Was there ever an article you wish you could have rewritten?
Every good writer has to be a good editor—especially these days—so when I look at my work I always find things I’d change. The majority of my articles were published in Rolling Stone, which back then came out every two weeks, so because of that time crunch there are definitely some that I wish I could have taken more time on. More than that though, when you’re on staff at a national magazine that covers a wide swath of culture, there are articles that you are assigned to write that you wish you weren’t. I’ve got a few of those in my rearview for sure.

Do you have a favorite bad review of your writing?
If we are talking about professional reviews of my books, I’m thankful to say that I haven’t been dramatically panned. The one critique I’ve gotten is that I’m sometimes too enthusiastic about the artist that I’m covering. Guilty as charged. And that’s because, as much as I can, I only choose to write about artists that I consider culturally significant or those with stories that absolutely must be told. Of course today everyone thinks that their opinion—informed or not—is significant and must be heard, so I’ve read entertaining stuff on Amazon and the Internet. Most comments are by people who are outraged that I took a break from the story to include discussions that provide a greater context. This is something that I’m always careful to explain that I’m doing before I do it by the way, but that doesn’t seem to matter. For example, in the introduction to my first Eminem book, I explain that the book is not a straight-ahead biography. The goal is to tell his story but also provide an intellectual and educational cultural analysis of how and why he became the most controversial artist in the world between 1999 and 2003. I’d say I got there, because the book has been a part of a number of college curriculums and I’ve gotten many emails from students asking me further questions for their college thesis. That said, you’d be surprised at how many people were incensed by the fact that I included a chapter on the history of hip hop before going on to explain the significance of Eminem making it as a white rapper, which was definitely still a thing back in 1999, kids.

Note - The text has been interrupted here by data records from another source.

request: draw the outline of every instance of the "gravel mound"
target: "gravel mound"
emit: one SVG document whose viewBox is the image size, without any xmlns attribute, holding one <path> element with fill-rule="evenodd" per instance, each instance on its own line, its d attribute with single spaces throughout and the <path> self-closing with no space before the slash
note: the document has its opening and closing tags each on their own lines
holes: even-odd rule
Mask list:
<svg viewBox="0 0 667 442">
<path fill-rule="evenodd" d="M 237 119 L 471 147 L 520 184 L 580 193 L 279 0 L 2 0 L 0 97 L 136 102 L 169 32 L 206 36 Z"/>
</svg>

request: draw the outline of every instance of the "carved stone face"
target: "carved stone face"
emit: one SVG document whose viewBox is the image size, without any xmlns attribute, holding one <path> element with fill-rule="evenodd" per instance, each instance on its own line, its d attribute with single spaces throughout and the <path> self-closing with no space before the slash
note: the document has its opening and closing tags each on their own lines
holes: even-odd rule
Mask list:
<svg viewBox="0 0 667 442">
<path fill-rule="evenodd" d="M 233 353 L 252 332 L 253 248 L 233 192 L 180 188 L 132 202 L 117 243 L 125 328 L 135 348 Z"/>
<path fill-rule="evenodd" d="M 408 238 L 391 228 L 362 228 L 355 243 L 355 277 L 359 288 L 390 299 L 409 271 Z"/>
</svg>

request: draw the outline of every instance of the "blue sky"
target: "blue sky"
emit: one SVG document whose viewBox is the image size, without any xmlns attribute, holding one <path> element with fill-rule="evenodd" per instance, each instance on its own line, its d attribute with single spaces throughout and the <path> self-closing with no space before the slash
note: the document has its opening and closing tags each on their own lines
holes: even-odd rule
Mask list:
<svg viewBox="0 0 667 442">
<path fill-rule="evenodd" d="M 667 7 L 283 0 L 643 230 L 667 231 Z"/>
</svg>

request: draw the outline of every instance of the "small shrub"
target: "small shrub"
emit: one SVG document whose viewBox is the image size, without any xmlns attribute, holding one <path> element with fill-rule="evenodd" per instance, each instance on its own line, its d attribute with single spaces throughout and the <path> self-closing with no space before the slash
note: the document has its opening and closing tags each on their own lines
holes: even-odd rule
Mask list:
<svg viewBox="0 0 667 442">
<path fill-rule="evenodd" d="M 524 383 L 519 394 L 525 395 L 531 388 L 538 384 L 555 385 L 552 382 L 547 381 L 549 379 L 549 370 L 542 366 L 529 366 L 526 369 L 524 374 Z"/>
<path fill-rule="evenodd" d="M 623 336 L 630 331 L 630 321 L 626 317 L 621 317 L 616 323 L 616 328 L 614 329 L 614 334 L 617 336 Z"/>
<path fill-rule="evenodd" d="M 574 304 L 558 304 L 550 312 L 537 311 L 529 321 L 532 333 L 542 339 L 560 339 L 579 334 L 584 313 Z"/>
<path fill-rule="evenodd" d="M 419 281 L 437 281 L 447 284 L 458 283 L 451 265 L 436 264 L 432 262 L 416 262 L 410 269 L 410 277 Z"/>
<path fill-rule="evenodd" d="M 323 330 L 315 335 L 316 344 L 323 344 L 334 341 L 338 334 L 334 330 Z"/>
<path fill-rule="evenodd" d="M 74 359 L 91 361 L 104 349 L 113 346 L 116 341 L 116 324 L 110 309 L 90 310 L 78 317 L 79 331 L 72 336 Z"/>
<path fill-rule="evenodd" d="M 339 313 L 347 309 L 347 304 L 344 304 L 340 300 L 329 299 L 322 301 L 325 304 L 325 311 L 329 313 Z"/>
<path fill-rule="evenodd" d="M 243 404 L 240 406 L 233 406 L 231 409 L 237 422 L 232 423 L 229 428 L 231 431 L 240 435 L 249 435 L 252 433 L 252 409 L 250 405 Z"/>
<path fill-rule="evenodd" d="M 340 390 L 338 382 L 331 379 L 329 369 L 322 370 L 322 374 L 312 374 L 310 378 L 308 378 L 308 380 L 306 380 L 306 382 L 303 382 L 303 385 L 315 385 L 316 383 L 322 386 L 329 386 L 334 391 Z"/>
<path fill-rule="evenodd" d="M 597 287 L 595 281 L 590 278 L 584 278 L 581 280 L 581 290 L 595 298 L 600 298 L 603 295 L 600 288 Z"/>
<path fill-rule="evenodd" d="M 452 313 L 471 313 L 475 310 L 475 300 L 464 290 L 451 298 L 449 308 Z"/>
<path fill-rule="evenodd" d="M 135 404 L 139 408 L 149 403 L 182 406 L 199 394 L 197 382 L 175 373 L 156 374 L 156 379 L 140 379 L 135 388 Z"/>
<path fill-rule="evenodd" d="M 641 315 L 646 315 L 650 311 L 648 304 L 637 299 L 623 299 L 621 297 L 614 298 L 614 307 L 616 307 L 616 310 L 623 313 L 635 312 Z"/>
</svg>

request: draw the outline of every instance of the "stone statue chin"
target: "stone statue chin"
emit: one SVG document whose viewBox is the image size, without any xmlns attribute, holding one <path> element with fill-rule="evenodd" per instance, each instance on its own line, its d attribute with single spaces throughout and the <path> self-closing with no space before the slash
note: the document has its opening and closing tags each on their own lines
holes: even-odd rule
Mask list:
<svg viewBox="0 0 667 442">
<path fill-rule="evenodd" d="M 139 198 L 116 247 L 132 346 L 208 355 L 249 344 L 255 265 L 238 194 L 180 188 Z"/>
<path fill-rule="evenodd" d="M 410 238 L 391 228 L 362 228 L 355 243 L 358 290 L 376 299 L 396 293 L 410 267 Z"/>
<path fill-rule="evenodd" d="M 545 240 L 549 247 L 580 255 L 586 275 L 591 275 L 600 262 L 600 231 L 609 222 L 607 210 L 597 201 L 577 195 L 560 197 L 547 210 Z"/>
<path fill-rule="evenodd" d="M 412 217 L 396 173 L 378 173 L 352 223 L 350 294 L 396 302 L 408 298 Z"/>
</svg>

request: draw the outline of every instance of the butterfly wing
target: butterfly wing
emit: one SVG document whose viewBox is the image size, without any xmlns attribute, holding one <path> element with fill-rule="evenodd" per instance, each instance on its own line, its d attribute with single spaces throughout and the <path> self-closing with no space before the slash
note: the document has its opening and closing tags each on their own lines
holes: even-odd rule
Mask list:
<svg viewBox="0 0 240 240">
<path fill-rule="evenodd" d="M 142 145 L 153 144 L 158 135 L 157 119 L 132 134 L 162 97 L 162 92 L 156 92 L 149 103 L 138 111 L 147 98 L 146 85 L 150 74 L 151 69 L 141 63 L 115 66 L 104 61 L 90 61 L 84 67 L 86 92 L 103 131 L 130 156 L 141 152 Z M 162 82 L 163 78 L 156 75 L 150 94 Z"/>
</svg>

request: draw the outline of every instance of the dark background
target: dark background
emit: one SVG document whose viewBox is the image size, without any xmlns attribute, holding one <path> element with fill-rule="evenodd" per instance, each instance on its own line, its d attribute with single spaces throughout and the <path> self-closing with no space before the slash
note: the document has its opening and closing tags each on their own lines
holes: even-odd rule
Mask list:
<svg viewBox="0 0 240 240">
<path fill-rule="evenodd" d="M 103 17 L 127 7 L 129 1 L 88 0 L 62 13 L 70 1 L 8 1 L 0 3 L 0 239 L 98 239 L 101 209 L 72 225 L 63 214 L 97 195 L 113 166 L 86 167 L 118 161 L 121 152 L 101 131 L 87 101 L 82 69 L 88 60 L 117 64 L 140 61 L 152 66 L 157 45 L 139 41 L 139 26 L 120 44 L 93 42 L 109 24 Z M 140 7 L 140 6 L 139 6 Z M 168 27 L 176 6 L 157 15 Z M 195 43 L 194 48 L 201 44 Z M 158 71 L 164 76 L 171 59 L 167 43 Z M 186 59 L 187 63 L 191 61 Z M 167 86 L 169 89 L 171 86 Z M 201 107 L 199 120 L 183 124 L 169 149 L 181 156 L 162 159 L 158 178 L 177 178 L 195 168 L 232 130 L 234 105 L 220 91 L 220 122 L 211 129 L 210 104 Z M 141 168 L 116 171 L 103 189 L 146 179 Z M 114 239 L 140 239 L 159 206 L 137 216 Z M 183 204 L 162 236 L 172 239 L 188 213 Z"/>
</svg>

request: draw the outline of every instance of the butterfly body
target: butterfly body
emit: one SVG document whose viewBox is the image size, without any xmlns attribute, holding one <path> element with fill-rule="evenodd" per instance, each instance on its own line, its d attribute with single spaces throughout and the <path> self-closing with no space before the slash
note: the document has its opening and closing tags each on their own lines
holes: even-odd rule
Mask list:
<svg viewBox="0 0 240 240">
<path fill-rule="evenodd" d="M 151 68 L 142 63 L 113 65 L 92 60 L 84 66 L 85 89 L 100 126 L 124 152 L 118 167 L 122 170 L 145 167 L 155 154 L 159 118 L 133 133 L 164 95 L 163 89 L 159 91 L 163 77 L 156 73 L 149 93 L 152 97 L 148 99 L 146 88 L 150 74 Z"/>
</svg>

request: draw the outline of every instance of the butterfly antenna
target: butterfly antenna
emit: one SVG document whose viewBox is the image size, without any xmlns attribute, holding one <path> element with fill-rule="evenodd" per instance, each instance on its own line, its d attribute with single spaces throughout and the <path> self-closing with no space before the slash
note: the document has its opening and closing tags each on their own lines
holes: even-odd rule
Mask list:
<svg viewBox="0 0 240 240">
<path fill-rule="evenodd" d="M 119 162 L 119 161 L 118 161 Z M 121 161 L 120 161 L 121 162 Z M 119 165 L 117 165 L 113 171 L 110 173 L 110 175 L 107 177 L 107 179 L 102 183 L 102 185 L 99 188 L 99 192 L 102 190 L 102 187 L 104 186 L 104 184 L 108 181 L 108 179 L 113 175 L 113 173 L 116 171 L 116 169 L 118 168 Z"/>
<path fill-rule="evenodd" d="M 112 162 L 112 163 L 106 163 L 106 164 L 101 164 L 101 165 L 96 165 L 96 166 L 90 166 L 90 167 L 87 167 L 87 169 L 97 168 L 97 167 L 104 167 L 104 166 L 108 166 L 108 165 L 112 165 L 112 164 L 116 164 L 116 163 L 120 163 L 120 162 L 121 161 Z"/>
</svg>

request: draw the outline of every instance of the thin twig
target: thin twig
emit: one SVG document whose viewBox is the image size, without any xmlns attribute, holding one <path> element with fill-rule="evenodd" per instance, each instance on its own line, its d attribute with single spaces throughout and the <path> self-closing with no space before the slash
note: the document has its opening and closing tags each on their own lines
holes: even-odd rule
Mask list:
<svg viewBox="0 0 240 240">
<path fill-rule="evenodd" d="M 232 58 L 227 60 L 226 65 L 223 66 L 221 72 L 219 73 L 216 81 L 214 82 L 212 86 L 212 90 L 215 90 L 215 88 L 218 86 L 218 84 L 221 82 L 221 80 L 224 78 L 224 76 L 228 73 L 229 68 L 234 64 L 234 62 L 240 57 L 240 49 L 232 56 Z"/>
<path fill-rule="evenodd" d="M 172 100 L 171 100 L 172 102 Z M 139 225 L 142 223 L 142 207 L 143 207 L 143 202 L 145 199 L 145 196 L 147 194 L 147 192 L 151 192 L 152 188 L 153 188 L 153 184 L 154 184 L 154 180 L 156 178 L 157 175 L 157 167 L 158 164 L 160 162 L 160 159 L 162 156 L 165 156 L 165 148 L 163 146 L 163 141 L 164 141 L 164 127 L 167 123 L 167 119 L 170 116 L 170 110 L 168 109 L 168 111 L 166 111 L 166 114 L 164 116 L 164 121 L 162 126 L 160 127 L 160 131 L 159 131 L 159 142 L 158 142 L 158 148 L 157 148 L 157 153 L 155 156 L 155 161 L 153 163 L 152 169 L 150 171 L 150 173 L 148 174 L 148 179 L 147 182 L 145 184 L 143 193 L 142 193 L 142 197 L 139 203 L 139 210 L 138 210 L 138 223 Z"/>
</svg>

Similarly, in the second Em book, it was probably the same people who didn’t see the point of a chapter that covered how Eminem’s success opened the door for a slew of white rappers and how and why the subject of race has come to be less of an issue. So the bad “reviews” are usually for the book not conforming to someone’s vision of what they think it should be. There is one Amazon review about my writing itself that I remember, though. I was called out for using too many complex words. That made me happy. I hope they exchanged my book for a dictionary.

What was your favorite anecdote from writing Artie Lange’s autobiography?
Our fateful trip to Paris really tops the list in terms of nailing the spectrum of what it is like to have Artie in your life. It went from fun to dysfunctional to scary to having armed Gendarmes stopping traffic and taking him away in a paddy wagon. Every bit of it is detailed in our second book, Crash and Burn. The best times were when Artie was sober or some semblance of it, because he’s so quick, witty and darkly funny that just watching TV with him is a gut-bustingly hilarious experience.

Do you find that covering comedians is similar to covering musicians in terms of dark and light periods?
Don’t let brooding musicians fool you, comedians are by far the darkest, most self-hating souls on Earth. Not all of them, but the ones that lean that way make Marilyn Manson at his most drug-addled and strange seem like Tinkerbell on Prozac.